Page 1 of 1

configuration of nodes in default.apt

Posted: Thu Apr 21, 2016 5:16 am
by tine_bi
Hi

We have an enviroment where we in addition to c drive have access to d,e,f

How should we best configure our .pat configuration file.

Currently I am testing

{
node "node1"
{
fastname "dsprdsrv1"
pools ""
resource disk "D:/IBM_NODE_CONFIG/Datasets" {pools ""}
resource scratchdisk "D:/IBM_NODE_CONFIG/Scratch" {pools ""}
}
node "node2"
{
fastname "dsprdsrv1"
pools ""
resource disk "F:/IBM_NODE_CONFIG/Datasets" {pools ""}
resource scratchdisk "F:/IBM_NODE_CONFIG/Scratch" {pools ""}
}
node "node3"
{
fastname "dsprdsrv1"
pools "" "sort"
resource disk "E:/IBM_NODE_CONFIG/Datasets" {pools "" "sort"}
resource scratchdisk "E:/IBM_NODE_CONFIG/Scratch" {pools "" "sort"}
}

}

But not sure if this is a good way to do this.
Also what should be the ideal size of each drive?
The server is set on an Hyper-v enviroment allocated with 12 cpu and 24 GB memory

Please advicse

BR
Dan

Posted: Thu Apr 21, 2016 7:22 am
by PaulVL
My advice is setting your scratch disk to be on the local drive if possible. Network drives will work, but slow the interaction down.

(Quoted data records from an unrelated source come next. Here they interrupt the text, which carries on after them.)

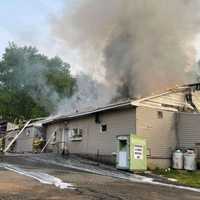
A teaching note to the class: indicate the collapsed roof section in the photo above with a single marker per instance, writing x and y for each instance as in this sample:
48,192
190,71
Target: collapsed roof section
184,98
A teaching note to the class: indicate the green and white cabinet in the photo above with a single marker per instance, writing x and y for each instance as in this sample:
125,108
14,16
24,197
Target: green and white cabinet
131,154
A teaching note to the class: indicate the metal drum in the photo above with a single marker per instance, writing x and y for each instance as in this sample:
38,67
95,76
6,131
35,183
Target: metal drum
190,160
178,159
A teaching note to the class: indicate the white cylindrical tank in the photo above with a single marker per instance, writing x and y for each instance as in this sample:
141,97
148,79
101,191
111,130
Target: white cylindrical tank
178,159
190,160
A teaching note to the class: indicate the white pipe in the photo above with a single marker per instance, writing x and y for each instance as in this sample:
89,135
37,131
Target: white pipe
49,140
14,139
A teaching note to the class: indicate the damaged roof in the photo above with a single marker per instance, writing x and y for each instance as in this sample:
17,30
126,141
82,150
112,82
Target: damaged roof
185,98
114,106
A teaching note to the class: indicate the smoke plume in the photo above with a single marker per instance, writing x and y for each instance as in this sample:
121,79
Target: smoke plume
138,46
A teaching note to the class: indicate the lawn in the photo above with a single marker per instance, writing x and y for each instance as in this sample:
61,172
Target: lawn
183,177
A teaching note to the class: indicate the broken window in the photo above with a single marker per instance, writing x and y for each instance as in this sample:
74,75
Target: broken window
54,136
160,114
76,134
103,128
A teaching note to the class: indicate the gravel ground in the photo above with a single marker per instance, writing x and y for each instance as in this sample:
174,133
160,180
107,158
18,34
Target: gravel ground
89,186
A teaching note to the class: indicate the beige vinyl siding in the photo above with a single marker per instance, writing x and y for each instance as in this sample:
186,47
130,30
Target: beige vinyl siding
119,122
188,129
160,133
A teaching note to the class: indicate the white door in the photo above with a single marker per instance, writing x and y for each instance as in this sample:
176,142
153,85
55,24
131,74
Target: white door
123,153
64,138
123,159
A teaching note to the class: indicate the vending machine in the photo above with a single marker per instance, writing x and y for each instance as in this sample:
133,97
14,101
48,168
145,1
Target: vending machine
131,153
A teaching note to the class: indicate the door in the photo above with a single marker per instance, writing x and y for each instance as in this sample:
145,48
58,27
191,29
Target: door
123,152
64,139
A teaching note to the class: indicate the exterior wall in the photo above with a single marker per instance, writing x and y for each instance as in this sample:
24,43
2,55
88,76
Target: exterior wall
159,132
188,130
51,129
94,142
9,136
24,142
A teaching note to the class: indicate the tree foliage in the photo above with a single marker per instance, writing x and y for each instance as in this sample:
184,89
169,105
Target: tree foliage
31,84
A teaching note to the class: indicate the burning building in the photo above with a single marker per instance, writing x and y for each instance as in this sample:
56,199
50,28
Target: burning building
160,119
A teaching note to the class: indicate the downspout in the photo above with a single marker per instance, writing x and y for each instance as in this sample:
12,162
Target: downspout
177,120
189,100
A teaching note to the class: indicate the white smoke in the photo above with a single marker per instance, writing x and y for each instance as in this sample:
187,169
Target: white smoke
135,47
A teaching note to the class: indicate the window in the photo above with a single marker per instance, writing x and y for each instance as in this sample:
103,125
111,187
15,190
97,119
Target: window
28,133
160,114
103,128
54,136
76,134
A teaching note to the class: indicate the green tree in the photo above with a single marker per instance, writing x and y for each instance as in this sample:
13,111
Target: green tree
31,84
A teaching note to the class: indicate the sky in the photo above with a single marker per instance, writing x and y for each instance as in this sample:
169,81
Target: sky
28,22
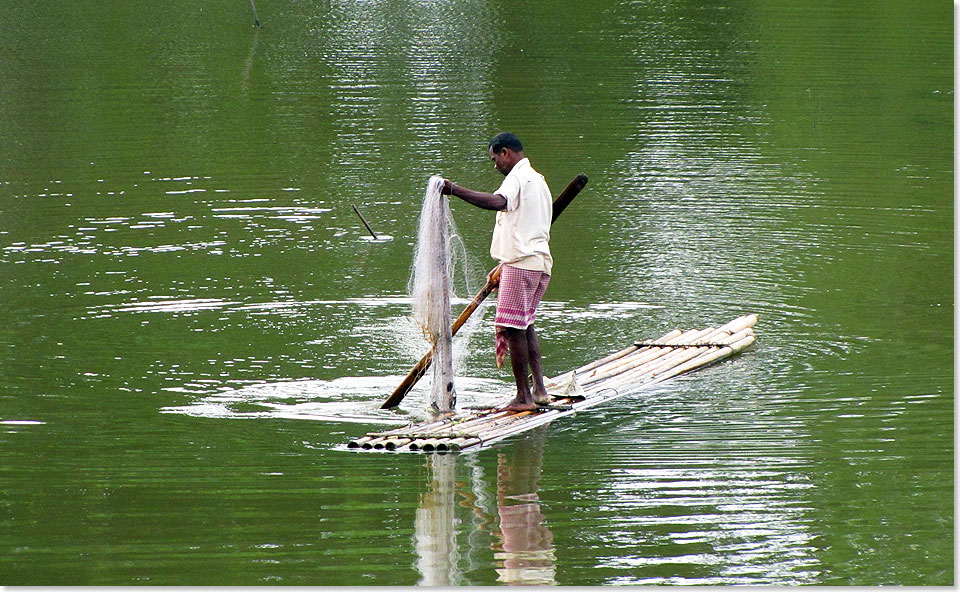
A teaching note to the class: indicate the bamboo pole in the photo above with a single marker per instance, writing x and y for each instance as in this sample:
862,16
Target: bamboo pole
644,357
417,372
489,427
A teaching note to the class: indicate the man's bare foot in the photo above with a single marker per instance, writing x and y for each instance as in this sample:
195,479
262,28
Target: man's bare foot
543,399
518,405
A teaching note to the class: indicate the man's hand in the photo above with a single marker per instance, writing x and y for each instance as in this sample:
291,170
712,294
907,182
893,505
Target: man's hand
493,277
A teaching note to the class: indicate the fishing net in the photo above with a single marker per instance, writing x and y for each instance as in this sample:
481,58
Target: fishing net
430,290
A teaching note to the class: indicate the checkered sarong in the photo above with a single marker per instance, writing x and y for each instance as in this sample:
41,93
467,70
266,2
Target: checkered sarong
518,295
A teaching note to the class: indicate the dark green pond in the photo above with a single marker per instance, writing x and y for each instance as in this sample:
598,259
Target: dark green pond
194,321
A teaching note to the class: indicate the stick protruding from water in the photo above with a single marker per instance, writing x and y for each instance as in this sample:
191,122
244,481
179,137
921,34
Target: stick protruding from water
364,220
256,18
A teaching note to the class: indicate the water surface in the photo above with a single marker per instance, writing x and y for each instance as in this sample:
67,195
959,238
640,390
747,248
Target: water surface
195,321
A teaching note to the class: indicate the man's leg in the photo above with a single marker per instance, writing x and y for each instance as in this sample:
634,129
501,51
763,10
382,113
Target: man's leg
519,362
536,366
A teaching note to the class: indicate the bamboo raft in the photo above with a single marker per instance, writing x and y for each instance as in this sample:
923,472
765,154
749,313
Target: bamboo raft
624,372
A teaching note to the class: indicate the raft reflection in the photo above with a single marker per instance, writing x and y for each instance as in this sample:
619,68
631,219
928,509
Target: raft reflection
516,533
526,544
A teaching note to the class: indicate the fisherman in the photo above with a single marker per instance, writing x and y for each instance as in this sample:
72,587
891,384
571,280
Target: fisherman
521,242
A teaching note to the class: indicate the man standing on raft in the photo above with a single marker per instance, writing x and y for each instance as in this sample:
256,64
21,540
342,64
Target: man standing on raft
521,242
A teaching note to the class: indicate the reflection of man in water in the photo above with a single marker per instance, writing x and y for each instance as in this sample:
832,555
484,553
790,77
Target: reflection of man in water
526,547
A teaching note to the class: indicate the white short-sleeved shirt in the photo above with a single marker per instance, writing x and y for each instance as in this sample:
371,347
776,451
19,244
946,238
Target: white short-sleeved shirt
521,237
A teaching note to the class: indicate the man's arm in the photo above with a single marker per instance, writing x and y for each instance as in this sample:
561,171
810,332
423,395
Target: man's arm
487,201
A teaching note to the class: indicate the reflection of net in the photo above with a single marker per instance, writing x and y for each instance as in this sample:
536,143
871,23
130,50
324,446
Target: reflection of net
430,289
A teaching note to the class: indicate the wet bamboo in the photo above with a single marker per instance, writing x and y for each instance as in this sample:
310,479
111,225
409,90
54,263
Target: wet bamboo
679,356
649,352
746,339
689,359
662,353
625,351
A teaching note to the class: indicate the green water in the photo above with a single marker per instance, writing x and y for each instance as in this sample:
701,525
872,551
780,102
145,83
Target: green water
194,322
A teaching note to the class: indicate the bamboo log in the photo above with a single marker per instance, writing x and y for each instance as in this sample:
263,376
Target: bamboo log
679,356
642,370
622,353
644,357
646,353
685,360
417,372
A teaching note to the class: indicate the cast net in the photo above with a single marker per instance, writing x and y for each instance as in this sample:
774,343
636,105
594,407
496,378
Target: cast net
431,288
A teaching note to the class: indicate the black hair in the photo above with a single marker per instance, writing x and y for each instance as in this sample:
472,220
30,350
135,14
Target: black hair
505,140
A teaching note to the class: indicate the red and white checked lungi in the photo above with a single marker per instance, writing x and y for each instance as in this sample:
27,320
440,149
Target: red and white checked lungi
518,296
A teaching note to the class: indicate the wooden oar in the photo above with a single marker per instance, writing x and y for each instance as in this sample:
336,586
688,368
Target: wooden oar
416,373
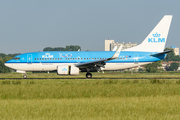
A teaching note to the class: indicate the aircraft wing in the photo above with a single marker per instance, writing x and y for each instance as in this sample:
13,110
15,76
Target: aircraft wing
165,52
99,63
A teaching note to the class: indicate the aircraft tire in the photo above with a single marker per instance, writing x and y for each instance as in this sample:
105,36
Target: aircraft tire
88,75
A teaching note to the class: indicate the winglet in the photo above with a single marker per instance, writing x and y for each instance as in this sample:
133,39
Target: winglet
117,53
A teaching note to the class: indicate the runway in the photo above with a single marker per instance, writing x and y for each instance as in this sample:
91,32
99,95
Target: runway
79,78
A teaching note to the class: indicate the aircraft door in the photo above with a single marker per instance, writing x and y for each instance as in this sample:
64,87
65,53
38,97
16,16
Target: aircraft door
136,58
29,58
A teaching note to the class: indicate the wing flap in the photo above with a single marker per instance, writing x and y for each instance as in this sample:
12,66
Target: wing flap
99,63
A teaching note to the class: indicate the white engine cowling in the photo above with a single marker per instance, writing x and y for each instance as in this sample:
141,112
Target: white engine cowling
67,70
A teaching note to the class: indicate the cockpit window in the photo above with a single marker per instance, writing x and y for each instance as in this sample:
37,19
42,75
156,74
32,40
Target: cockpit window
16,58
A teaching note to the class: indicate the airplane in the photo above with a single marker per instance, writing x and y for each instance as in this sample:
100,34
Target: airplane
72,62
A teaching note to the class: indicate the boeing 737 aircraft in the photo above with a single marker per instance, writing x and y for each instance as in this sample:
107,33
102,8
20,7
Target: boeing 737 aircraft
71,62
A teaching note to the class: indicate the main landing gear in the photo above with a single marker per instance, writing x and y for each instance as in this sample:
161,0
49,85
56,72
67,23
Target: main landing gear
88,75
25,76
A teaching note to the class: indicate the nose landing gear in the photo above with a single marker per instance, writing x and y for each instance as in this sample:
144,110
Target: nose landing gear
88,75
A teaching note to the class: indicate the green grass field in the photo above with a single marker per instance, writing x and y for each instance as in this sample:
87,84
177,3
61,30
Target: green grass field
99,99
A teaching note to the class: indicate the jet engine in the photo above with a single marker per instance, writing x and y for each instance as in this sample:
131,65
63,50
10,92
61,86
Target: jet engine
67,70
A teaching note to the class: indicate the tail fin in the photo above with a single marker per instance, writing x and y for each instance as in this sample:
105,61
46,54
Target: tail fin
156,40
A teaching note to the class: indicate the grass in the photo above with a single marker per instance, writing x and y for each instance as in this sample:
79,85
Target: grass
96,75
80,99
131,108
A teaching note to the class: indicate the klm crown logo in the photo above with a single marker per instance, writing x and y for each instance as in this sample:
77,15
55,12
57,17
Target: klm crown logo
156,38
156,35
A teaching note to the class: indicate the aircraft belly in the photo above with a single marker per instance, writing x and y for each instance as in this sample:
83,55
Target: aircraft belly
37,66
120,66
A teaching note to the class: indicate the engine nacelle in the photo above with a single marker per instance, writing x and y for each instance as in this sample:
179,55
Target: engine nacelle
67,70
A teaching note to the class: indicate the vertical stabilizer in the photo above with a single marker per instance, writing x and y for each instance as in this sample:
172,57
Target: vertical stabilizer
156,40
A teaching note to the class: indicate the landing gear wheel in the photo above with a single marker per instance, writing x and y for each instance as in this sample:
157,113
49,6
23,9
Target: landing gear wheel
24,76
89,75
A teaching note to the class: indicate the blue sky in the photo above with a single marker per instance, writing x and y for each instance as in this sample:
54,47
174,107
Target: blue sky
31,25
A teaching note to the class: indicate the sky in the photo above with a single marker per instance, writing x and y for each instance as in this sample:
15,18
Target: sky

As for size, it really depends on quantity of data, quantity and quality of sorts in a job, quantity of concurrent jobs.

We can't answer those for you.


I also like my parallelism in even numbers.

==============

I would leave your default.apt as a two node configuration, and then create other apt files with various degrees of parallelism based upon your data/job needs.

I like to create project_dev.apt, project_tst.apt, project_prd.apt and set those into your various projects as default. It helps in the future when you have different default project requirements for resources. Project #2 might come along and have a different scratch disk because he purchased it, and politically can't interfere with project #1 running on the same box... etc...

project_tst_4Nodes.apt, project_tst_6Nodes.apt, etc...

You always want a variety of config files to suite your needs. If you were grid, you would handle that variety via parameters. But you are not, so build them up ahead of time. Having a 1 node apt file is good for jobs that would simply submit a stored procedure on a database for instance. No data traveling in datastage, so no need for more than 1 thread.